Can a quant model really be trusted?
For all kinds of reasons, investment managers tend to find quantitative models to be interesting, but insufficient. They want to have access to the outputs of quantitative rankings, but then to only use that output as one consideration among many when making the ultimate decision about what to buy or sell. Not surprisingly, human emotion ends up getting the biggest say.
Maybe, there are some problems with that approach. Consider the following study (Dresdner Kleinwort Macro Research):
The first study I want to discuss is a classic in the field. It centers on the diagnosis of whether someone is neurotic or psychotic. A patient suffering psychosis has lost touch with the external world; whereas someone suffering neurosis is in touch with the external world but suffering from internal emotional distress, which may be immobilizing. The treatments for the two conditions are very different, so the diagnosis is not one to be taken lightly.
The standard test to distinguish the two is the Minnesota Multiphasic Personality Inventory (MMPI). This consists of around 600 statements with which the patient must express either agreement or disagreement. The statements range from “At times I think I am no good at all” to “I like mechanics magazines”. Fairly obviously, those feeling depressed are much more likely to agree with the first statement than those in an upbeat mood. More bizarrely, those suffering paranoia are more likely to enjoy mechanics magazines than the rest of us!
In 1968, Lewis Goldberg obtained access to more than 1000 patients’ MMPI test responses and final diagnoses as neurotic or psychotic. he developed a simple statistical formula, based on 10 MMPI scores, to predict the final diagnosis. His model was roughly 70% accurate when applied out of sample.

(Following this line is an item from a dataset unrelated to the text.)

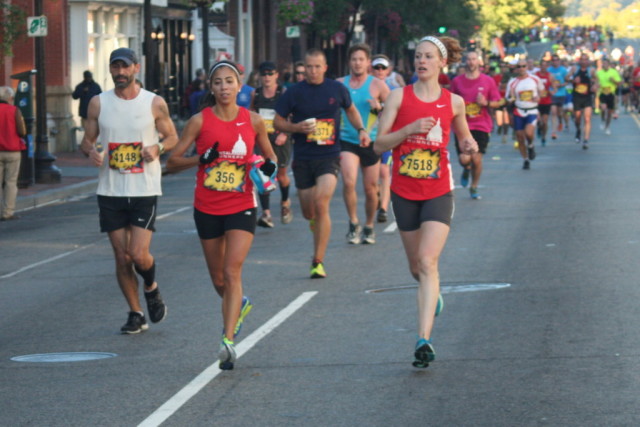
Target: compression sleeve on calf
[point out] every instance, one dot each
(148, 276)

Goldberg then gave MMPI scores to experienced and inexperienced clinical psychologists and asked them to diagnose the patient. As the chart below shows, the simple quant rule significantly outperformed even the best of the psychologists.
Even when the results of the rules’ predictions were made available to the psychologists, they still underperformed the model. This is a very important point: much as we all like to think we can add something to the quant model output, the truth is that very often quant models represent a ceiling in performance (from which we detract) rather than a floor (to which we can add).
The Dresdner Kleinworth research finds the same conclusions in the realms of baseball, wine, university admissions, and criminal recidivism. Could it also apply to investment managers?
That is a pretty hard pill to swallow for investment managers, who as a group, don’t lack for self-confidence. Yet, for those investment managers who truly understand the quantitative model, who built the quantitative model, who have stress-tested the model, and who are using an adaptive factor (like relative strength), strict reliance upon the model may very well represent “the ceiling in performance.”